I think this is where the relationship between the Core and the student body becomes tricky. The politics of education are murky at best. Columbia has a wide variety of elective classes and programs geared towards people of color and of non-Western descent, but these are simply electives. The Core, the mandated knowledge that we as students must all hold in common, is decidedly not diverse and is not keeping with the values that the University tries to purport. If Columbia strives to be global by recruiting faculty and students from diverse backgrounds, then it logically follows that part of that striving should also be reflected in the common pool of knowledge given to the students. For the University to have a core solely rooted in European culture with a student body that is racially and ethnically diverse is to imply that students of color are intellectually worthy of studying European culture but do not come from cultures that deserve the honor of mandated knowledge. The politics of the Core Curriculum create a power relationship between the students and the education offered to them that places the students in an inferior position. It suggests that students of color should feel grateful to be part of Columbia and to partake of the “classical” education that it offers, but they should not expect to have their own cultures and racial experiences validated except through the lens of European culture and history.

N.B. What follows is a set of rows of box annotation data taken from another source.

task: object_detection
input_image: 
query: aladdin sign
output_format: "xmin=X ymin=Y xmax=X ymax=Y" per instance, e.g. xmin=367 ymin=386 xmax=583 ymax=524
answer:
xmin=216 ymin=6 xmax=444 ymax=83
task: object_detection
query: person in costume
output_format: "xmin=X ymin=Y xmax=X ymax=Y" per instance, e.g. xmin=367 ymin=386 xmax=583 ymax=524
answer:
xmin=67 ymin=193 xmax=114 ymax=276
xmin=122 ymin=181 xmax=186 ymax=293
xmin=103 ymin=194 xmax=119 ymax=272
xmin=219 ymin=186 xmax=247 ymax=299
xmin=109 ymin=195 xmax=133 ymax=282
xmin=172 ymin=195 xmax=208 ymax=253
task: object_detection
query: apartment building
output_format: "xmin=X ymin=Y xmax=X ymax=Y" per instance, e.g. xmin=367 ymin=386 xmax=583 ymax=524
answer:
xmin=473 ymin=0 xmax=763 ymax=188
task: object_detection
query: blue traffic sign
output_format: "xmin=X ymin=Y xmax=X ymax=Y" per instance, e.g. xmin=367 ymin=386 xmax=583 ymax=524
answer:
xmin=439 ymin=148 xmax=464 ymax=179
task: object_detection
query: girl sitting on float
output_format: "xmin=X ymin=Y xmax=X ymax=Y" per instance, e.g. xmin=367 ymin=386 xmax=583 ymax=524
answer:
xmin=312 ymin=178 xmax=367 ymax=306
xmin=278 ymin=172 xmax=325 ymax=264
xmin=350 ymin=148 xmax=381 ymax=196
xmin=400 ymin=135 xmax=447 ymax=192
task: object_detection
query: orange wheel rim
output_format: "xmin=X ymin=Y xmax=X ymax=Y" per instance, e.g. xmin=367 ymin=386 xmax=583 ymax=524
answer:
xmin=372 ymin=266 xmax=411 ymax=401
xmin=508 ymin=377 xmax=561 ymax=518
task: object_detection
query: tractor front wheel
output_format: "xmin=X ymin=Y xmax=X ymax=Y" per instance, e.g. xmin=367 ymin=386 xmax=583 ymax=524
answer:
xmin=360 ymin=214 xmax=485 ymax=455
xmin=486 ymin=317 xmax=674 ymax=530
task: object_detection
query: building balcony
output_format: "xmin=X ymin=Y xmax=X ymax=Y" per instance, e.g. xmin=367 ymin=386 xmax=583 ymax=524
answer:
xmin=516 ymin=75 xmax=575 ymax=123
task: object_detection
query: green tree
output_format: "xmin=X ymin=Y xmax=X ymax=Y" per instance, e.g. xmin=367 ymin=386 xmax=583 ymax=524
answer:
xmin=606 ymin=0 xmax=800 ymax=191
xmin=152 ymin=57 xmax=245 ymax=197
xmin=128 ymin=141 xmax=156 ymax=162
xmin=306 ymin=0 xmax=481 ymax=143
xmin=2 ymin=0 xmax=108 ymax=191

The Core Curriculum has been controversial for a long time at Columbia. As recently as last year, there was a hunger strike to try to spur President Bollinger to intervene and reshape the Core to reflect the values of global and multicultural education. As of today, the Core remains fundamentally unchanged. And I think Columbia will hold to this stance. Whatever change has come in the Core has come slowly and has lagged drastically behind the evolution of the diversity of the student body. Barring the occurrence of protests similar to those that took place on campus in the 1960s during the Civil Rights Movement, I do not think the administration will respond.
I am not advocating any kind of violence or disruptive activity on campus, but because the politics of the Core are an issue of power and control, I do not think any kind of change will be implemented unless students take a firm stand. The Civil Rights protests on campus brought the University to a halt, and I think an important lesson to be taken from those actions—that the University exists to serve the needs of its students, as students choose to attend and to pay tuition. Ultimately, it is our University and our education, and, to paraphrase Malcolm X, power is never given, but taken. If Malcolm’s words ring true and are relevant, then it is our job as students to remember the impact we can have and the importance of what we learn while we are here.